Amazon.com: 1.3 out of 5 stars 3 reviews
1.0 out of 5 stars Inferior Version of Book Pictured on Website 2 Feb. 2017
By Amazon Customer - Published on Amazon.com
Format: Paperback Verified Purchase
Is there any version of this which is the actual book pictured on the Amazon profile? The plain blue covered version of this book which I received is a version of Teach Yourself I've found very unsatisfactory for other languages. Had I known it was this version I'd receive I would never have purchased it, returning now.
9 of 11 people found the following review helpful
2.0 out of 5 stars Old Book with Old Style Teaching Methods 3 Feb. 2007
By Readz Alot - Published on Amazon.com
Format: Paperback Verified Purchase
This book, part of the popular "Teach Yourself" language series, has not been updated in quite some time. The copyright date on the book is 1973. And I fear the book has many of the problems typical to older-style language books.

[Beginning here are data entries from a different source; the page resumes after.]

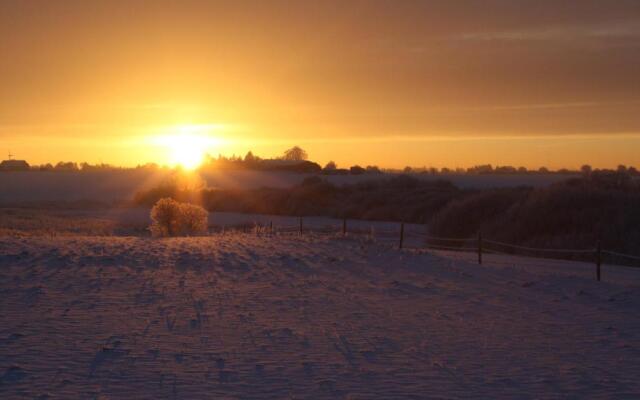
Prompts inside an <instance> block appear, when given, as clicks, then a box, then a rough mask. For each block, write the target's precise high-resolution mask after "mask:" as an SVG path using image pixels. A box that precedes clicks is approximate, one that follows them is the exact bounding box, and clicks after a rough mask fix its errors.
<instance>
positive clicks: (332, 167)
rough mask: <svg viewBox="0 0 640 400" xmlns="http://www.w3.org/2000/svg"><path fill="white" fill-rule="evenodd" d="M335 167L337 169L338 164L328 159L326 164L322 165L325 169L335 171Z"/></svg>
mask: <svg viewBox="0 0 640 400" xmlns="http://www.w3.org/2000/svg"><path fill="white" fill-rule="evenodd" d="M336 169H338V166H337V165H336V163H335V162H333V161H329V162H328V163H327V165H325V166H324V170H325V171H335V170H336Z"/></svg>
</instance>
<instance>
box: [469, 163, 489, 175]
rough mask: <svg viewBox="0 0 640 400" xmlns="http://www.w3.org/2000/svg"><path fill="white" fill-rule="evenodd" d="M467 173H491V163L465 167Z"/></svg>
mask: <svg viewBox="0 0 640 400" xmlns="http://www.w3.org/2000/svg"><path fill="white" fill-rule="evenodd" d="M467 173H469V174H491V173H493V167H492V166H491V164H486V165H476V166H475V167H471V168H467Z"/></svg>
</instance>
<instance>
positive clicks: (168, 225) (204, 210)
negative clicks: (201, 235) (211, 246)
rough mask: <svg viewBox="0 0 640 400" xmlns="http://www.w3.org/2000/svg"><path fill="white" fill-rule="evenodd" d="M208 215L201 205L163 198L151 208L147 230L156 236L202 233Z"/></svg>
mask: <svg viewBox="0 0 640 400" xmlns="http://www.w3.org/2000/svg"><path fill="white" fill-rule="evenodd" d="M208 216H209V215H208V213H207V211H206V210H205V209H204V208H202V207H199V206H196V205H193V204H188V203H180V202H178V201H175V200H173V199H171V198H164V199H160V200H158V202H157V203H156V204H155V205H154V206H153V208H152V209H151V221H152V222H151V226H150V227H149V230H150V231H151V234H152V235H153V236H156V237H164V236H179V235H197V234H202V233H205V232H206V231H207V227H208Z"/></svg>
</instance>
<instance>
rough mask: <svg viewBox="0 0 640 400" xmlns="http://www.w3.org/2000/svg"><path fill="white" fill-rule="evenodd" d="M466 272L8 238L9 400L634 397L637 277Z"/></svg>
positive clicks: (288, 251)
mask: <svg viewBox="0 0 640 400" xmlns="http://www.w3.org/2000/svg"><path fill="white" fill-rule="evenodd" d="M470 260H471V259H469V260H467V259H464V258H460V257H452V256H449V255H447V254H445V253H442V254H427V253H425V252H419V251H411V250H405V251H399V250H397V249H395V248H393V247H392V246H391V245H386V244H384V243H380V242H377V241H371V240H367V239H363V238H349V237H347V238H342V237H340V236H322V237H321V236H316V235H302V236H297V235H290V236H274V237H269V236H256V235H250V234H246V235H240V234H227V235H215V236H211V237H201V238H176V239H163V240H154V239H149V238H141V237H138V238H132V237H97V236H96V237H73V236H68V237H46V236H33V237H25V238H16V237H13V238H12V237H0V398H2V399H13V398H51V399H54V398H60V399H72V398H89V399H91V398H99V399H129V398H149V399H152V398H175V399H199V398H229V399H235V398H238V399H240V398H242V399H245V398H274V399H281V398H313V399H316V398H326V399H334V398H350V399H372V398H380V399H395V398H416V399H417V398H420V399H421V398H518V399H527V398H576V399H579V398H630V399H631V398H638V397H639V396H640V381H639V380H638V379H637V376H638V375H640V316H639V315H638V309H640V284H639V283H638V275H640V271H637V270H627V269H624V270H621V271H622V272H620V273H621V274H626V276H627V279H621V280H615V281H613V280H612V281H606V280H605V281H604V282H600V283H598V282H596V281H595V280H594V279H593V276H580V274H569V273H557V271H556V270H554V269H553V268H546V269H545V268H542V269H540V268H534V267H529V266H527V265H526V263H520V262H518V261H517V260H516V261H514V260H511V261H510V262H508V263H500V262H495V263H494V262H489V261H487V262H485V264H484V265H483V266H479V265H477V264H474V263H472V262H470ZM605 276H606V275H605Z"/></svg>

Most books in the TY series (and, indeed, in most contemporary self-teaching language books) teach through dialogues and readings. Each chapter would open with a brief dialogue or reading passage, followed by a glossary of new words and then explanations of the grammar points taught in the lesson and some exercises to reinforce knowlege and understanding.

By contrast, "Teach Yourself Hausa" is little more than a sea of grammar rules and explanations, with a few disjointed sentences to show the rules in use. (And then, of course, some practice exercises to do, mostly translating brief phrases/sentences from English to Hausa or vice versa.)

But there is no story line to follow, and no real sense of how the language is actually used.

The other issue is that Hausa is a tonal language, with rising and falling tones often critical to understanding the meaning. The author makes a good effort to explain all this in print, but tapes or CDs would obviously be much more helpful. Unfortunately, there are none.

On the positive side, the book progresses slowly. It has about 30 very brief chapters, each introducing just one or two new grammatical ideas and a small selection of vocabulary words. So the dedicated learner could probably end up with a reasonable grasp of the basics of the language.

Still, I think it's time to update this book to meet the generally high standards of the rest of the series.
3 of 5 people found the following review helpful
1.0 out of 5 stars Poor, out of date course 13 Dec. 2012
By TMeg - Published on Amazon.com
Format: Paperback
I agree with Readzalot's review, and would recommend the publicly available and much more extensive Hausar Baka course (or other links from hausaonline.wordpress.com) if you want to learn Hausa.